Hükmün, taraflar tarafından temyiz edilmesi üzerine, temyiz isteklerinin süresinde olduğu anlaşıldıktan ve Tetkik Hâkimi ... tarafından düzenlenen raporla dosyadaki kâğıtlar okunduktan sonra işin gereği düşünüldü ve aşağıdaki karar tespit edildi.
1-Dava, davalı işveren Orman İşletme Müdürlüğüne ait işyeri sigortalılarından ... "un 03/08/1998 tarihinde geçirdiği işkazası sonucu, sigortalıya bağlanan gelir, geçici işgöremezlik ödeneği ve hastane masrafı olmak üzere toplam 6.915,71 TL"nin davalılardan müştereken ve müteselsilen tahsiline karar verilmesi istemine ilişkin olup, Mahkemece, davanın kısmen kabulüne karar verilmiş ise de, hükme esas kusur raporunun tek kişilik bilirkişi tarafından düzenlendiği ve hüküm kurmaya elverişli olmadığı anlaşılmaktadır.

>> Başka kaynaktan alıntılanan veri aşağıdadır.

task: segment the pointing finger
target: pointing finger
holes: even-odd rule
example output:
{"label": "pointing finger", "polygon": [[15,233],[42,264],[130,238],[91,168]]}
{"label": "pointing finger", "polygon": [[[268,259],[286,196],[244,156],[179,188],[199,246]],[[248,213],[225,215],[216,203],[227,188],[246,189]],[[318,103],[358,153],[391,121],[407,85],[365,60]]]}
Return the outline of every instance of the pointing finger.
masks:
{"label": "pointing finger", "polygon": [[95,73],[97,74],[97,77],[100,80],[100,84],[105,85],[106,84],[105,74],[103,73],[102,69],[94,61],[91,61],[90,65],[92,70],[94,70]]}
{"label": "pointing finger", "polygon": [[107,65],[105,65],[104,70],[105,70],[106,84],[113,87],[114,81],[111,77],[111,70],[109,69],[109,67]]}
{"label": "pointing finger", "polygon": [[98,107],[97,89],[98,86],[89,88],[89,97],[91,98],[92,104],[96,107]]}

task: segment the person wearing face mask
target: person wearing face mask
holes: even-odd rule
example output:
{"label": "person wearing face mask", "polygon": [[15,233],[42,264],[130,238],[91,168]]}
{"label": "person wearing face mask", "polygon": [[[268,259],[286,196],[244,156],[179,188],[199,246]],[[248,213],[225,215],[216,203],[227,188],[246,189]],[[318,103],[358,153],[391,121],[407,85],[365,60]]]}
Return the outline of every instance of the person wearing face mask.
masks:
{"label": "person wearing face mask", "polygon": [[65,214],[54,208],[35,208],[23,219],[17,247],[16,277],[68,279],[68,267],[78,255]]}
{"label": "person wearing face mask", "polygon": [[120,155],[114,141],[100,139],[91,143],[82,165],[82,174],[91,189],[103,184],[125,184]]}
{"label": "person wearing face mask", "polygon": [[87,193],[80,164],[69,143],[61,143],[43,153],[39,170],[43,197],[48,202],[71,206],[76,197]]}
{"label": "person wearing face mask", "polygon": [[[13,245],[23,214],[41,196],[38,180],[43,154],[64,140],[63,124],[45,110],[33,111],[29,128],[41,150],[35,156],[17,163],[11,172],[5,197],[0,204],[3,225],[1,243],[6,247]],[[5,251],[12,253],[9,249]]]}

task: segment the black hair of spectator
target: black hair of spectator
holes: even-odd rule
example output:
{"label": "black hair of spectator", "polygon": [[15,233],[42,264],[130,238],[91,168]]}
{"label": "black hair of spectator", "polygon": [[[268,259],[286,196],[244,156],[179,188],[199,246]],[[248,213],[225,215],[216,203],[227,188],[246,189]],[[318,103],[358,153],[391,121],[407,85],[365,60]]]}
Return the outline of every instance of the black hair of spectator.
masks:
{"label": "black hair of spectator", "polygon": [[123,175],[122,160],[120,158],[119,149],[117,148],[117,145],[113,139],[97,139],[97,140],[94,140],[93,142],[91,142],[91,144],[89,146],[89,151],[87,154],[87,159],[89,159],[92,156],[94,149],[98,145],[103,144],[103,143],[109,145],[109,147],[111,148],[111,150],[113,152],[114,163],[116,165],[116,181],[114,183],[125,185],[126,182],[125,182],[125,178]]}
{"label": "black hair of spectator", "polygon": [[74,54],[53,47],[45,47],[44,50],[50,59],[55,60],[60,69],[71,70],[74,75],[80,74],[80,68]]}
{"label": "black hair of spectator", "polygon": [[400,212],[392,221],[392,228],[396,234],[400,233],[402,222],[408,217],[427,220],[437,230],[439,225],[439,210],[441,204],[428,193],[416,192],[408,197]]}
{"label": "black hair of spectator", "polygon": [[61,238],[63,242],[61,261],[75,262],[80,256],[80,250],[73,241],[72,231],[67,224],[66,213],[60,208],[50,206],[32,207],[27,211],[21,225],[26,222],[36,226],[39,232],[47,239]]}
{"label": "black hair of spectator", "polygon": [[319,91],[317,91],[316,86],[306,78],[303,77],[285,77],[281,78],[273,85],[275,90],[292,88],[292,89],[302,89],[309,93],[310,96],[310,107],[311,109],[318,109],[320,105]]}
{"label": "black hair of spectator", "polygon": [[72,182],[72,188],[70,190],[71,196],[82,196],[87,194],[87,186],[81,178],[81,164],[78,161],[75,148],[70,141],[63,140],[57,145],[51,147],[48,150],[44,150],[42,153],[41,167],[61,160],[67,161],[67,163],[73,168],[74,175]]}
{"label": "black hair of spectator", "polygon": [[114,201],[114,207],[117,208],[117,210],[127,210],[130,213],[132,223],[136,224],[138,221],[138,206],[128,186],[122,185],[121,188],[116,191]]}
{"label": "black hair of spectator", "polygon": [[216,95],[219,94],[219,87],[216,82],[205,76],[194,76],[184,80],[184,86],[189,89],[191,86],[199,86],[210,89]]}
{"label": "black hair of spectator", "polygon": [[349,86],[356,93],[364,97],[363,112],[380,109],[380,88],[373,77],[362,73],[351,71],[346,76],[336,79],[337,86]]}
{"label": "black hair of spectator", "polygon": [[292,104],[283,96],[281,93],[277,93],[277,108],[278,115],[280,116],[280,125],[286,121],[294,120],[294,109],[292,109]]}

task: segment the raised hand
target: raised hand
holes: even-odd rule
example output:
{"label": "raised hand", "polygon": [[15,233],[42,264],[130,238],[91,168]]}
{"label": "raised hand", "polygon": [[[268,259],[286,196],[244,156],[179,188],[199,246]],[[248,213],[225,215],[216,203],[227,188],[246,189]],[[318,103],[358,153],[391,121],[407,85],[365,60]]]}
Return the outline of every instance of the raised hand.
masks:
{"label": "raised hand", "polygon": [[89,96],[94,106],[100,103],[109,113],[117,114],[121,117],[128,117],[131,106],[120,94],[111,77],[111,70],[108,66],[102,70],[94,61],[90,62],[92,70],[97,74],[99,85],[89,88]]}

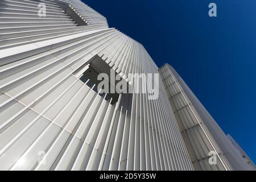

Davanın yasal dayanağı 506 sayılı Yasa"nın 26. maddesi olup, davalıların sorumluluğu kusur sorumluluğu ilkesine dayanmaktadır. 506 sayılı Yasa"nın 26/1. maddesinde, kastı, işçilerin sağlığını koruma ve iş güvenliği ile ilgili mevzuat hükümlerine aykırı hareketi ya da suç sayılabilir bir eyleminin varlığı halinde işverenin rücû alacağından sorumluluğu olanağı tanınmıştır. Aynı maddenin ikinci fıkrasında ise “İş kazası veya meslek hastalığı, 3 üncü birkişinin kasıt veya kusuru yüzünden olmuşsa, Kurumca bütün sigorta yardımları yapılmakla beraber zarara sebep olan 3 üncü kişilere ve şayet kusuru varsa bunları çalıştıranlara Borçlar Kanunu hükümlerine göre rücu edilir.” hükmü getirilmiştir.
506 sayılı Yasa"nın 26. maddesindeki sorumluluğun kusur sorumluluğuna dayandığı dikkate alındığında kusur raporlarının 506 sayılı Yasa"nın 26., 4857 sayılı Yasa"nın 77. ve İşçi Sağlığı ve İş Güvenliği Tüzüğü"nün 2 vd maddelerine uygun olarak düzenlenmesi gerekir. 4857 sayılı Yasa"nın 77. maddesi; “İşverenler işyerlerinde iş sağlığı ve güvenliğinin sağlanması için gerekli her türlü önlemi almak, araç ve gereçleri noksansız bulundurmak, işçiler de iş sağlığı ve güvenliği konusunda alınan her türlü önleme uymakla yükümlüdürler. İşverenler, işyerinde alınan iş sağlığı ve güvenliği önlemlerine uyulup uyulmadığını denetlemek, işçileri karşı karşıya bulundukları mesleki riskler, alınması gerekli tedbirler, yasal hak ve sorumlulukları konusunda bilgilendirmek ve gerekli iş sağlığı ve güvenliği eğitimini vermek zorundadırlar...” düzenlemesini içermektedir. Anılan düzenleme, işçiyi gözetim ödevi ve insan yaşamının üstün değer olarak korunması gereğinden hareketle; salt mevzuatta öngörülen önlemlerle yetinilmeyip, bilimsel ve teknolojik gelişimin ulaştığı aşama uyarınca alınması gereken önlemlerin de işveren tarafından alınmasını zorunlu kılmaktadır. İş kazasının oluşumuna etken kusur oranlarının saptanmasına yönelik incelemede; ihlal edilen mevzuat hükümleri, zararlı sonuçların önlenmesi için koşulların taraflara yüklediği özen ve dikkat yükümüne aykırı davranışın doğurduğu sonuçlar, ayrıntılı olarak irdelenip, kusur aidiyet ve oranları gerekçeleriyle ortaya konulmalıdır.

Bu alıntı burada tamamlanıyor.